By Whitney Hale, Mack McCormick
(Oct. 26, 2015) — University Press of Kentucky (UPK) co-editors Gerald Smith, Karen Cotton McDaniel and John Hardin have been selected to receive the 2015 Kentucky Archives Month Certificate for Merit for Writing/Publication for their editorship of The Kentucky African American Encyclopedia.
This Kentucky Archives Month Certificate for Merit for Writing/Publication is presented by the Kentucky State Historical Records Advisory Board (SHRAB) in order to recognize individuals who made a significant contribution to the conservation of Kentucky history through extensive research within the state’s archival system. Kentucky Archives Month is an annual celebration of the importance of archives and historical records and of the work of institutions that preserve these unique resources.

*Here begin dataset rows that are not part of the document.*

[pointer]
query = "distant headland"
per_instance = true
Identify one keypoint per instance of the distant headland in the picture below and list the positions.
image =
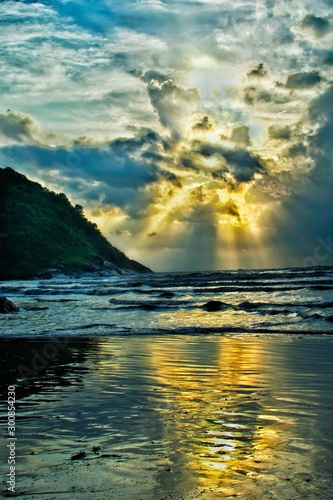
(43, 235)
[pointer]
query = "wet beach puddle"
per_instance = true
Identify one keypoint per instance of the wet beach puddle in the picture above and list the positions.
(175, 416)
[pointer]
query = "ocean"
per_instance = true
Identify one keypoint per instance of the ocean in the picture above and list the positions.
(298, 300)
(181, 386)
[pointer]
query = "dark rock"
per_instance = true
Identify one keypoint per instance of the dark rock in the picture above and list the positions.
(214, 305)
(6, 306)
(167, 295)
(79, 455)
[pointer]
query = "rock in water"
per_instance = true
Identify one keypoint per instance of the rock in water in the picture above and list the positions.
(7, 306)
(215, 305)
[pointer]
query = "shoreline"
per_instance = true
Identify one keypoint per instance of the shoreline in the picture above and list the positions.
(176, 417)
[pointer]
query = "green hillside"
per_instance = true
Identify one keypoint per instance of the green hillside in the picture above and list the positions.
(40, 229)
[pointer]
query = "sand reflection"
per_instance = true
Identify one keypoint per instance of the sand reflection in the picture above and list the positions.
(181, 417)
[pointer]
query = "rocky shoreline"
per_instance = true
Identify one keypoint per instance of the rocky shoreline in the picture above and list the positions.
(92, 270)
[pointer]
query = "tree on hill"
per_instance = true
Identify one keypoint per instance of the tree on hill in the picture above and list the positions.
(40, 228)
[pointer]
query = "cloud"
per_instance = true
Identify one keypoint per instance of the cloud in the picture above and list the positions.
(303, 80)
(19, 128)
(320, 26)
(280, 133)
(171, 102)
(205, 123)
(240, 163)
(240, 135)
(257, 72)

Editors Smith, McDaniel and Hardin gathered more than 150 authors to contribute to The Kentucky African American Encyclopedia. Featuring more than 1,000 entries on the individuals, events, places, organizations, movements and institutions that have shaped the state’s history since its origins, the volume also includes topical essays on the civil rights movement, Eastern Kentucky coalfields, business, education and women.
"This seminal work is a wonderful reference tool that will be valued by all who use it," said Valerie Edgeworth, chair of the Kentucky Archives Month Coordinating Committee.
This year’s award will be presented 4 p.m. Thursday, Oct. 29, at the Visitor and Information Center on the ground floor of the Carroll Academic Services Building at Kentucky State University. The presentation will be followed by book discussion, Q&A and a book signing.
Smith, McDaniel and Hardin join fellow UPK author Thomas Kiffmeyer who received the award in 2010 for his book "Reformers to Radicals: The Appalachian Volunteers and the War on Poverty."
Gerald L. Smith is a professor of history and holder of the Theodore A. Hallam Professorship (2015–2017) in the University of Kentucky Department of History. He is the author, editor or coeditor of three books and other publications on history. Smith pastors the Pilgrim Baptist Church in Lexington, Kentucky.
Karen Cotton McDaniel is professor emeritus at Kentucky State University, where she was a tenured full professor and director of libraries. She has written more than 20 publications on black Kentuckians, including book chapters, articles and encyclopedic essays. She has also taught at Eastern Kentucky University and Berea College.
John A. Hardin, professor of history at Western Kentucky University, is the author of two books, several major articles and numerous book reviews on Kentucky African-American history. He has taught at Kentucky State University and Eastern Washington University and has also served as adjunct faculty at the University of Louisville and UK.
UPK is the scholarly publisher for the Commonwealth of Kentucky, representing a consortium that now includes all of the state universities, five private colleges and two historical societies. The editorial program of the press focuses on the humanities and the social sciences. Offices for the administrative, editorial, production and marketing departments of the press are found at UK, which provides financial support toward the operating expenses of the publishing operation.